Es ist auch durchaus interessant, zu sehen, wie beispielsweise deutsche Grossmachtsphantasien ganz unterschiedlich bewertet werden, abhängig von der Person, die sie ausspricht. Wenn sich ein Mitglied der AfD erdreistet, eine nicht genehme Bemerkung über Deutschlands Geschichte und den Umgang damit zu machen, steht in der Regel gleich ein Heer an Menschen bereit, das sich moralisch befähigt fühlt, entschieden zu widersprechen, die Aussagen willkürlich zu verdrehen und eigenmächtig auszulegen, um der imaginierten Ursache aller deutschen Schwierigkeiten die rote Karte zu zeigen. Dass sich eine stattliche Zahl an Vertretern dieser Partei schon zu fragwürdigen Aussagen hat hinreissen lassen, teilweise wohl aus Dummheit, stelle ich keineswegs in Abrede und merke gerade, dass ich speziell den Zirkel um Herrn Höcke für wenig überlegte Aktionen noch viel zu wenig kritisiert habe.

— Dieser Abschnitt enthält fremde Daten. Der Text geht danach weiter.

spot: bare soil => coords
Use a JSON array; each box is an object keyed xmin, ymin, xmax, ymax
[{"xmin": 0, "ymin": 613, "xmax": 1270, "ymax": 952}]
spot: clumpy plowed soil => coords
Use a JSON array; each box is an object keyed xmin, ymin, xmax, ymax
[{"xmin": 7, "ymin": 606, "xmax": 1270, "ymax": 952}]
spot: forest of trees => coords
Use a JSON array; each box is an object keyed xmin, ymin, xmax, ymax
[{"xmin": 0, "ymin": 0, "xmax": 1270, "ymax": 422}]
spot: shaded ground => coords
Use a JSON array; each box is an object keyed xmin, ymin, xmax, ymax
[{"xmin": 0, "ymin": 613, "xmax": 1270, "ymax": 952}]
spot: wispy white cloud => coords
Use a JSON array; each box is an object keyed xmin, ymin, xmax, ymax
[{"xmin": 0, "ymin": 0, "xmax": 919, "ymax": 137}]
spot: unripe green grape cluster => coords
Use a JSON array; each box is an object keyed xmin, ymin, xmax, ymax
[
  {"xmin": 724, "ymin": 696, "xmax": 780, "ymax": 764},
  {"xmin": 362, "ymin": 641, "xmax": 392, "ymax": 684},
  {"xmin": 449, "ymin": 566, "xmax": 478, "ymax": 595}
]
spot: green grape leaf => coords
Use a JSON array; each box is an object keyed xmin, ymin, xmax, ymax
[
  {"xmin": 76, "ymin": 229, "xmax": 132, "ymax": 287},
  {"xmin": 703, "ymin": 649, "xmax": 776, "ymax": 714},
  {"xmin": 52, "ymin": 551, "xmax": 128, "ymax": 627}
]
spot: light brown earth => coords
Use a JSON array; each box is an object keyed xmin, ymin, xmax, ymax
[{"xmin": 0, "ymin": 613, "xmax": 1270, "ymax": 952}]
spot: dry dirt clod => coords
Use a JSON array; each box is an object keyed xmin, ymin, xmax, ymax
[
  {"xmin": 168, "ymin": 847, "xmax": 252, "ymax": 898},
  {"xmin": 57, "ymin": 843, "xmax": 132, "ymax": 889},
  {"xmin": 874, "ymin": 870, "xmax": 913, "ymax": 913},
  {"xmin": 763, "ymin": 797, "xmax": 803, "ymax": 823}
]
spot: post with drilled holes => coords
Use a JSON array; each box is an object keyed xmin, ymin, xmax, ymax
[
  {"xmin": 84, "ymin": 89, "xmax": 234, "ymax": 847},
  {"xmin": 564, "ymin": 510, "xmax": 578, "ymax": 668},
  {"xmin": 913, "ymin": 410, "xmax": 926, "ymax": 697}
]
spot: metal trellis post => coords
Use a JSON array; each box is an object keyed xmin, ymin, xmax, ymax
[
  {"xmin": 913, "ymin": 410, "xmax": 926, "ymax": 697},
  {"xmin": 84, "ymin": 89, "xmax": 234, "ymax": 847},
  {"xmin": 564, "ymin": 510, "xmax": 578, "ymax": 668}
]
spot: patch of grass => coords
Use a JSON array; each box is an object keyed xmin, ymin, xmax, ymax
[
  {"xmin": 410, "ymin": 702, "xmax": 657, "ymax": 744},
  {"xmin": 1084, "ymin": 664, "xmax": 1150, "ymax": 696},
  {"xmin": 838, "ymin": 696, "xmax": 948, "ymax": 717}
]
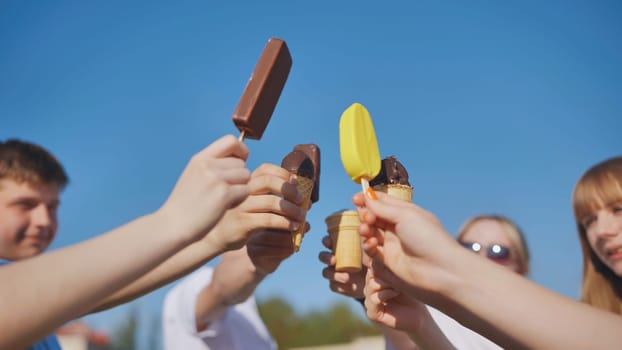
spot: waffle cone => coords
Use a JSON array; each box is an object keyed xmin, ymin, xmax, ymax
[
  {"xmin": 292, "ymin": 175, "xmax": 313, "ymax": 252},
  {"xmin": 324, "ymin": 210, "xmax": 362, "ymax": 272},
  {"xmin": 374, "ymin": 185, "xmax": 413, "ymax": 202}
]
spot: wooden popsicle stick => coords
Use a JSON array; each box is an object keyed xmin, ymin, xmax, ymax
[{"xmin": 361, "ymin": 177, "xmax": 378, "ymax": 200}]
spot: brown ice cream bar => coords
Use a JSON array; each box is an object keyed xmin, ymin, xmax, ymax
[
  {"xmin": 369, "ymin": 156, "xmax": 410, "ymax": 187},
  {"xmin": 233, "ymin": 38, "xmax": 292, "ymax": 140},
  {"xmin": 281, "ymin": 151, "xmax": 315, "ymax": 179},
  {"xmin": 294, "ymin": 143, "xmax": 320, "ymax": 203}
]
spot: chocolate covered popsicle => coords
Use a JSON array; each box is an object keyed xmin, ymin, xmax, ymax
[
  {"xmin": 232, "ymin": 38, "xmax": 292, "ymax": 140},
  {"xmin": 281, "ymin": 145, "xmax": 320, "ymax": 252},
  {"xmin": 369, "ymin": 156, "xmax": 413, "ymax": 202}
]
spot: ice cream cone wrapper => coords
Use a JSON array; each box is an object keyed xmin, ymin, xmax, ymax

In einem anderen Fall blieben stattdessen, warum auch immer, nahezu alle sonst so raschen Kritiker stumm. Denn, die aktuelle Generalsekretärin der CDU, Annegret Kramp-Karrenbauer [12], aussichtsreiche baldige Parteivorsitzende hat aktuell bei Twitter folgendes [13] geäussert:

Wir haben eine Verantwortung! Die Menschen verlassen sich darauf, dass wir unser Land stark machen. Wenn unser Wertesystem Standard überall in der Welt sein soll, geht das nur mit starkem #Deutschland und starkem #Europa. Das ist die Verantwortung, die über die #CDU hinaus reicht.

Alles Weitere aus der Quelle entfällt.